Sería oportuno que ahora recordaran lo que dijo nada menos que Don Miguel Antonio Caro en torno a la cuestión limítrofe: «Las dos naciones han aceptado lealmente el laudo de deslinde y están dispuestas a darle cumplimiento, pero este hecho puede verificarse de dos maneras: la una como se ejecuta por honor y por deber una sentencia que pone término a un pleito de familia, definiendo los derechos, pero sin acordar las voluntades; la otra reconociendo la sentencia como justa e inapelable, pero reformando en parte sus efectos por libre consentimiento de las partes y acordando un arreglo amigable de conveniencia mutua. En el primer caso la frontera entre los dos países será, de un lado, como herida abierta y dolorosa, y por otro, barrera opuesta a la expansión del comercio y al desenvolvimiento de la riqueza. En el segundo caso, la demarcación de límites separará sencillamente jurisdicciones y no dividirá los ánimos, antes bien, señalando la cesación voluntaria y amistosa, no forzada, de una disputa, extinguirá las rivalidades funestas que pudieran alimentarla y reanudará vínculos de fraternidad».

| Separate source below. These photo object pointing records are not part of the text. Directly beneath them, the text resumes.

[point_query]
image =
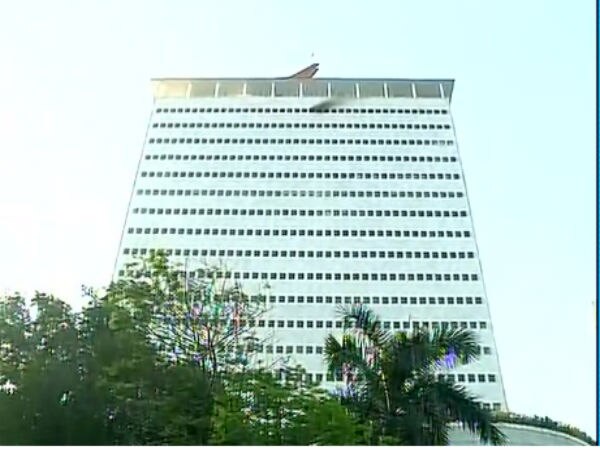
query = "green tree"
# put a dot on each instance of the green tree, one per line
(390, 383)
(255, 408)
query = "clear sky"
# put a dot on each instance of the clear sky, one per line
(75, 100)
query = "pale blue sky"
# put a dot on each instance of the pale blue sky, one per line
(75, 99)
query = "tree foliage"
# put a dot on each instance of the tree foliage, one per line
(162, 357)
(389, 381)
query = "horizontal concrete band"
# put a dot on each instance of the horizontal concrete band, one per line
(316, 87)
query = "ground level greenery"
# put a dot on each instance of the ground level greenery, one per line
(160, 358)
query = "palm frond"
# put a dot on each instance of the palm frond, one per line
(363, 321)
(463, 407)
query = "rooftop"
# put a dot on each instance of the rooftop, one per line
(302, 84)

¿Habrá hoy quien se atreva, por más desorbitado y tirapiedras que sea, a llamar por esta declaración «traidor a la Patria» a Don Miguel Antonio Caro?
El embajador Vasco Muñoz, con lúcida visión, ha sacado en claro de su misión diplomática en nuestro país, dos cosas: una, que hay aquí una sincera voluntad de acercamiento, de comprensión, de colaboración entre las dos naciones; otra, que para todos los venezolanos, sin excepción, es muy sensible la posición en lo del Golfo, y muy difícil de entender la conducta de quienes en Colombia adoptan una actitud intransigente en este asunto. ¿Han pensado, por ejemplo, nuestros amigos colombianos, en la herida que nos causan cuando se empeñan en no decir «Golfo de Venezuela» sino «Golfo de Coquivacoa» o cuando pretenden desconocer el carácter vital que tiene para nosotros? ¿Han meditado en lo anacrónica de esa actitud, en momentos en que Europa, en vía franca a una plena integración, oye al canciller Helmut Kohl, de la República Federal Alemana, prometer respeto a la frontera Oder-Neisse, establecida por potencias vencedores a consecuencia de la Segunda Guerra Mundial, para que Polonia no tema intenciones reivindicativas en una Alemania unificada?

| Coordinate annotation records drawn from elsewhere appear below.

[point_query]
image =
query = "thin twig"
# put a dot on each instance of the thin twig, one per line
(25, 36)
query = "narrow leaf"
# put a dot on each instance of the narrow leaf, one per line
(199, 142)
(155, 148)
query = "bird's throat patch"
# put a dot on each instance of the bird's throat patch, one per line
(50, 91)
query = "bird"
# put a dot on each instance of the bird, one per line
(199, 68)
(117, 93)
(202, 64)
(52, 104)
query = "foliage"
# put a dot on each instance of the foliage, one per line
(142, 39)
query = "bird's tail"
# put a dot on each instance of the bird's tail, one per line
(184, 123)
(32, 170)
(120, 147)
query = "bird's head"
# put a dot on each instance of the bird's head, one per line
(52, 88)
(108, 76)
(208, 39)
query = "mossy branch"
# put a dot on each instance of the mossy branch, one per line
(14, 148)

Al hacer el noble gesto de decir con franqueza que el carácter vital de esa área para nosotros es indiscutible, el embajador Vasco Muñoz no sólo demostró hidalguía, sino una inteligencia perspicaz, pues se da cuenta de que la afirmación contraria, como una piedra en el camino, impedirá la marcha de otros auspiciosos proyectos. El no ha estado solo, ni somos los venezolanos los únicos que aplauden su gesto. Hemos leído comentarios positivos de Plinio Apuleyo Mendoza y estamos convencidos de que como él habrá muchos otros que lo defiendan. Luis Carlos Galán, esa hermosa esperanza perdida cuando la barbarie apagó su rutilante estrella, había expuesto en la campaña electoral anterior la idea de congelar el llamado «diferendo» por unos cuantos años. El nuevo presidente de Colombia, César Gaviria, heredero de Galán, está imbuido de sus mismos sentimientos. Belisario Betancur, cuando era jefe de Estado, insistió en que hay que buscar primero y preferentemente lo que nos una y no lo que nos separe. Así debe ser.

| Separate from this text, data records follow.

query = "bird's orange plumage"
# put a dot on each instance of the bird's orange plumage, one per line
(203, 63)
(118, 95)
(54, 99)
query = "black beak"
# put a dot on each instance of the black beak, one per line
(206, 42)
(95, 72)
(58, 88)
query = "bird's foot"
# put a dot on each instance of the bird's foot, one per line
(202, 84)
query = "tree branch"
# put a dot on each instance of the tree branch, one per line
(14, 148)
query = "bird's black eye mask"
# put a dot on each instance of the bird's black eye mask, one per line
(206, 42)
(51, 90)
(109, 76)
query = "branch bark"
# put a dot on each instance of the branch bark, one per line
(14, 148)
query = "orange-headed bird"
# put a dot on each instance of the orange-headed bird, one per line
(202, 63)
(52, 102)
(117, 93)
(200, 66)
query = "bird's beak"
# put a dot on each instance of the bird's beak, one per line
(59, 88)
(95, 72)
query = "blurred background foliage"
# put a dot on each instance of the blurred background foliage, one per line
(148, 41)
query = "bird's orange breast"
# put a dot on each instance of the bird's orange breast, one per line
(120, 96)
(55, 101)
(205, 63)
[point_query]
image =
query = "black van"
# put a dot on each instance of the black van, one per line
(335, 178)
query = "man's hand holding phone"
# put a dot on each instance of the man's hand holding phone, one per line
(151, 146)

El embajador Vasco ha dado una muestra poco común de honradez y coraje. Quiera Dios que, apaciguada la marejada inicial, los mejores cerebros y las mejores voluntades de la hermana República se den cuenta de que, con su gesto, el Embajador está abriendo el verdadero camino para que las relaciones entre ambos pueblos se enrumben por una ancha vía de sinceridad y de confianza.